About Me

I am Associate Professor and Chair of the History Department at the University of Massachusetts-Dartmouth. I am also the Academic Director of the Clemente Course in the Humanities, in New Bedford MA. Author of "Social Security and the Middle Class Squeeze" (Praeger, 2005) and the forthcoming "Saul Alinsky the Dilemma of Race in the Post-War City" (University of Chicago Press), my teaching and scholarship focuses on American urban history, social policy, and politics. I am presently writing a book on home ownership in modern America, entitled "Castles Made of Sand? Home Ownership and the American Dream." I live in Providence RI, where I have served on the School Board since March 2015. All opinions posted here are my own.

Monday, June 25, 2012

Twiddling my thumbs while waiting for modern liberalism to die

Bloomburg news surveyed 21 top constitutional law professors about the impending Supreme Court decision on the Affordable Care Act.  19 of them said that if the court follows legal precedent, it (the individual mandate) will be upheld.

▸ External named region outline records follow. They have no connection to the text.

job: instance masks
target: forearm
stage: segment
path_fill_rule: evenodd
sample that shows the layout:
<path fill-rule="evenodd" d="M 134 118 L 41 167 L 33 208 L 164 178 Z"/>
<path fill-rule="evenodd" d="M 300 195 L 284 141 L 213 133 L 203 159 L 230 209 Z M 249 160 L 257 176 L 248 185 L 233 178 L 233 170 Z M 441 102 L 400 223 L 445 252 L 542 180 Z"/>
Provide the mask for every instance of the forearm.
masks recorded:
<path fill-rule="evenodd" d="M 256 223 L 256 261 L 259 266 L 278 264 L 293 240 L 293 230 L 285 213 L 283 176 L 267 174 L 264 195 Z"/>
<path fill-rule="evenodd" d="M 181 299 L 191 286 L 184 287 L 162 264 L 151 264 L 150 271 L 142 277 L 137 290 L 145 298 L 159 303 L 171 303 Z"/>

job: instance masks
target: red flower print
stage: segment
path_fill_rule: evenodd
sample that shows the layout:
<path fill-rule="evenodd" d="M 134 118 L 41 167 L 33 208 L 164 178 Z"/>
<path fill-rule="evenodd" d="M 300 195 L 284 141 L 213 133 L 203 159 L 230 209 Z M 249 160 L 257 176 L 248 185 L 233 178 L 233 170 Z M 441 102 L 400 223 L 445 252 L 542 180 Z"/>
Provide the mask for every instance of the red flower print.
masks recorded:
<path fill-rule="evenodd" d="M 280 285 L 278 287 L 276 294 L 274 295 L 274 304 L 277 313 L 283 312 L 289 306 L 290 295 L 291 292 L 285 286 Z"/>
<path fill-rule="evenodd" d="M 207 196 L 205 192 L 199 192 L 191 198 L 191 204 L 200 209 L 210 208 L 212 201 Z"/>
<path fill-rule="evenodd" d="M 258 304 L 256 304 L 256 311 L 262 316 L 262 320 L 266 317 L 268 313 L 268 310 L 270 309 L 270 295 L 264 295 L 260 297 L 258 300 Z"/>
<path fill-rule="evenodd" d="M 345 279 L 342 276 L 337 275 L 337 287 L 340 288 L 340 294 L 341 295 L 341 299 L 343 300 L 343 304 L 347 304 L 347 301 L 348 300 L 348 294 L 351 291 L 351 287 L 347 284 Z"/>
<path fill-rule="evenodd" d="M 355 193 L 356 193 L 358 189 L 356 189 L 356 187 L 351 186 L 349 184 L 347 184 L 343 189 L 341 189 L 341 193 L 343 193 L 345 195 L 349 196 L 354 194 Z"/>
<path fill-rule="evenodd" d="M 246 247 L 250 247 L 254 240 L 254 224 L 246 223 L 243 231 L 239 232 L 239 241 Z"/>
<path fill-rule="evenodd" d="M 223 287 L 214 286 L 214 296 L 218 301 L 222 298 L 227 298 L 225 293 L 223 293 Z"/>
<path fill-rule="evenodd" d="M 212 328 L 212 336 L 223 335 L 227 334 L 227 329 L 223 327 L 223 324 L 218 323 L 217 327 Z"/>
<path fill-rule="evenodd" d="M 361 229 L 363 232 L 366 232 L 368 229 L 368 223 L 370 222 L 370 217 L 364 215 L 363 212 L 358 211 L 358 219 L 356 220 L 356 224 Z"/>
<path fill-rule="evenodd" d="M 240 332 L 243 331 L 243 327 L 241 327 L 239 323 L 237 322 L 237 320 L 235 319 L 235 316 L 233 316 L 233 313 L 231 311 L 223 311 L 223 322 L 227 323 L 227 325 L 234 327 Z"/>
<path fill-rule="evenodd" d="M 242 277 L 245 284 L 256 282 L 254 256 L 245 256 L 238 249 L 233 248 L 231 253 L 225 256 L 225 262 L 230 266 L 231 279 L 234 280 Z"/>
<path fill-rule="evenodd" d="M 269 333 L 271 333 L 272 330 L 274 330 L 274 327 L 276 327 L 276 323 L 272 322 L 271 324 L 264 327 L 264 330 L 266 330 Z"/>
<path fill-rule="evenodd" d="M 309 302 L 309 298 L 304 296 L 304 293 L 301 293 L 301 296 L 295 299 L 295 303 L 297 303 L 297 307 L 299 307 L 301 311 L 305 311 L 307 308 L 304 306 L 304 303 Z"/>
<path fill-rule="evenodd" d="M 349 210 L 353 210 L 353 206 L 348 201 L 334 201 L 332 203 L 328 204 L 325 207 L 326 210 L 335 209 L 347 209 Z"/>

“The precedent makes this a very easy case,” said Christina Whitman, a University of Michigan law professor. “But the oral argument indicated that the more conservative justices are striving to find a way to strike down the mandate.”


Only 8 of the 21 legal scholars actually expect the mandate to be upheld, despite the clear direction of constitutional precedent.


What does this tell us about the conservative majority on the Court?  And the old right-wing saw about liberal activist judges?


18 of the 21 agreed that if the individual mandate is overturned on a 5-4 vote, it will damage the credibility of the Court itself.  


“When you take the fact of a high-profile, enormously controversial and politically salient case -- to have it decided by the narrowest majority with a party-line split looks very bad, it looks like the court is simply an arm of one political party,” University of Chicago Law Professor Dennis Hutchinson said in an interview.


However, I'm not going to despair yet, at 9:23am on Monday June 25th (an announcement could come as soon as 10am).  Liberal constitutional lion Bruce Ackerman still believes that conservatives Roberts and Kennedy won't be able to pull the trigger:  “I continue to find it extremely unlikely that Justices Roberts and Kennedy will support a 5-4 decision that has such an insubstantial basis in 75 years of Supreme Court case law."


Ackerman, alas, was the only respondent who said the court is very likely to uphold the insurance-coverage requirement -- the opinion that was held by most legal observers across the ideological spectrum, until oral arguments.